Could my FreeBSD router block other machines to access internet?
Would all packets (in going and out going) go through my router?
Why I'm thinking about this? My current ASUS router can't port forward anymore after a firmware update. I don't know why.


----------



## phoenix (Sep 14, 2017)

If you have a managed switch that understands vlans, then yes, this is doable.

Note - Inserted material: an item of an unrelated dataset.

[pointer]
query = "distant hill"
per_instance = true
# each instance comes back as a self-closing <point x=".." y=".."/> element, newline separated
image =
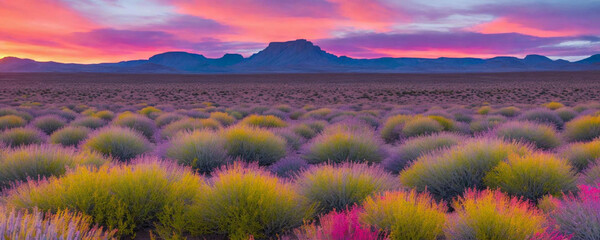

Configure port 1 on the switch with untagged vlan 2 (set PVID to 2 as well, if it supports that).  Plug that into the router.  This is your "WAN".
Configure port 2 on the switch with tagged vlans 1 and 2.  Plug that into the FreeBSD box.
Leave the rest of the ports set to untagged vlan 1 (DEFAULT_VLAN).  Plug your other devices into these ports.  This is your "LAN".
Then, configure your NIC in FreeBSD with 2 vlan pseudo-interfaces (em0.1 and em0.2 for example if using em(4) device, or vlan1 and vlan2, depending how you configure things).  When configuring your firewall, the em0.2 or vlan2 interface is your WAN/Internet NIC; and em0.1 or vlan1 interface is your LAN/local NIC.

/etc/defaults/rc.conf has information on configuring vlan interfaces in /etc/rc.conf.


----------



## JazzSinatra (Sep 14, 2017)

phoenix said:


> If you have a managed switch that understands vlans, then yes, this is doable.
> 
> 
> Configure port 1 on the switch with untagged vlan 2 (set PVID to 2 as well, if it supports that).  Plug that into the router.  This is your "WAN".
> ...



Could I get same result if I would buy a second NIC for my server and an unmanaged switch? Could I then connect the first NIC to the out-put ethernet port and the second NIC to the unmanaged switch and after that create a bridge between these two NICs? That would be cheaper if any NIC would do it.


----------



## Eric A. Borisch (Sep 15, 2017)

JazzSinatra said:


> Could I get same result if I would buy a second NIC for my server and an unmanaged switch? Could I then connect the first NIC to the out-put ethernet port and the second NIC to the unmanaged switch and after that create a bridge between these two NICs? That would be cheaper if any NIC would do it.



Using two NICs is definitely the easier route. You can even get a cheap USB one if you're out of slots.


----------



## SirDice (Sep 15, 2017)

JazzSinatra said:


> Could I then connect the first NIC to the out-put ethernet port and the second NIC to the unmanaged switch and after that create a bridge between these two NICs?


Yes and no. Yes, with 2 NICs and an unmanaged switch you can set up FreeBSD as a border/gateway/firewall type device. And no, you don't want to bridge(4) those two interfaces as that would essentially just link both sides into one network. 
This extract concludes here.